How to Use Machine Learning in Mobile Apps
How Does Machine Learning Work?
Machine learning is based on the implementation of artificial neural networks, which are actively used both in applications for everyday life (for example, those that recognize human speech) and in scientific software. These allow for conducting diagnostic tests or exploring various biological and synthetic materials. In turn, artificial neural networks are equivalent to real neurons and CNS of a human being. It can be a bit difficult to understand, so let’s find out how the human brain processes memorization and recognition.
Unlike machines (even those possessing enormous memory resources), the human brain is far more powerful. We are able to easily identify human faces, even in low light conditions and in the presence of several extraneous objects.
And what about computers? They do a lesser job at solving similar tasks today. Our brain is different and much more reliable: it does not stop its work while ill, as happens with computers that are damaged at some vital point (hard disk or CPU, for example). Moreover, we don’t need any special firmware, software, or OS to assimilate new information.
With computers, things are much more complicated, which is why scientists are still in active search for algorithms that replicate the work of the central nervous system. There is, however, nothing complicated at all. In order to transmit information to the brain, neural networks generate electrical impulses transmitting the simplest signals from one neuron to another.
On the basis of this concept, the first artificial neuron was created in 1943. It would seem that the mystery of the human brain was solved, but that was not the case. A few decades later, scientists proved that only a small group of linearly separable problems can be solved on the basis of human memory mechanism imitation and analysis. That is, those tasks whose expected result can be systematized and predetermined, in advance.
In order to implement this process, the researchers had to constantly replenish the memory of the learning machine with new examples that would clearly illustrate the solution of the same tasks. This approach works in most cases, but not all the tasks are linearly separable.
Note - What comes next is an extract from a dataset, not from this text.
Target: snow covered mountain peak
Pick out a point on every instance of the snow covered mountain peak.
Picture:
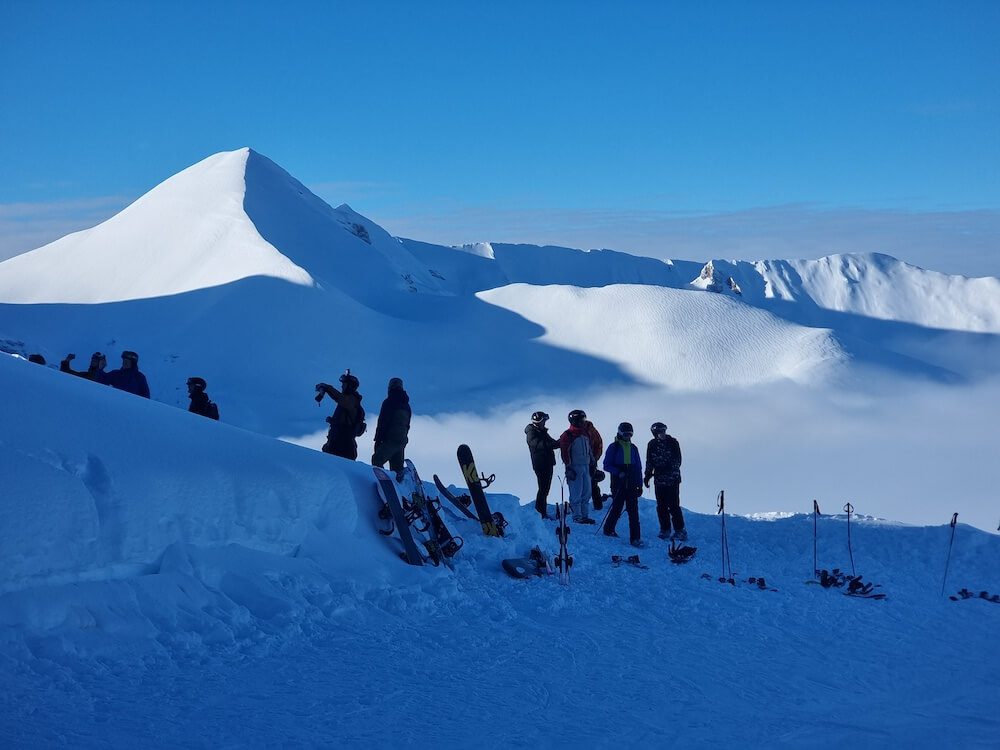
(231, 216)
So, now we’ll talk about what kinds of machine learning are used to solve specific types of problems.
Types of Machine Learning
The controlled or supervised variety of machine learning is based on the analysis of a large number of examples, and is used in the vast majority of modern public platforms for AI-based app development.
In order to implement the learning process, a certain set of examples, which are subsequently analyzed, is loaded into the machine. For this purpose, various accompanying information is included: geolocation data, dates, and specific characteristics of the object analysis itself. Then, a number of templates are generated on their basis. The algorithm finds the best template that corresponds to most of the related information. In turn, the machine gets the actual information (for example, that there is a cat on the photo) or even predictive information (such as forecasting the dollar’s future rate).
In a supervised machine learning environment, there are three standard algorithms:
•classification (when the expected result is an object);
• regression (used to predict prices and other numerical data); and,
• anomaly detection (often used in commercial areas, for example in e-commerce or in finance industries. It is also used in data mining to detect hacker software intervention).
Thus, this algorithm is suitable for eCommerce machine learning applications.
With uncontrolled or unsupervised learning, the machine either does not receive any specific input data or it fails to detect a certain pattern in the user’s request, independently. The simplest example of an application that processes such requests is with mobile-based booking services that find restaurants with a truly delicious cuisine near the owner of the device. What happens with artificial intelligence? During training, it does not receive any information from outside, namely on which samples are correct and which ones are not. Its activity is based solely on the experience of working with a particular user.
Training with reinforcement includes abstracting from the knowledge provided by the teacher and through one’s own experience. For example, you can create an auto-management machine that analyzes user reviews (or records whether or not they leave tips, for example) and improves the quality of service. A similar algorithm is used in robotics and for IoT apps. Today, learning algorithms with reinforcement are the most difficult to implement and, therefore, rarely used in software platforms to create AI-based applications.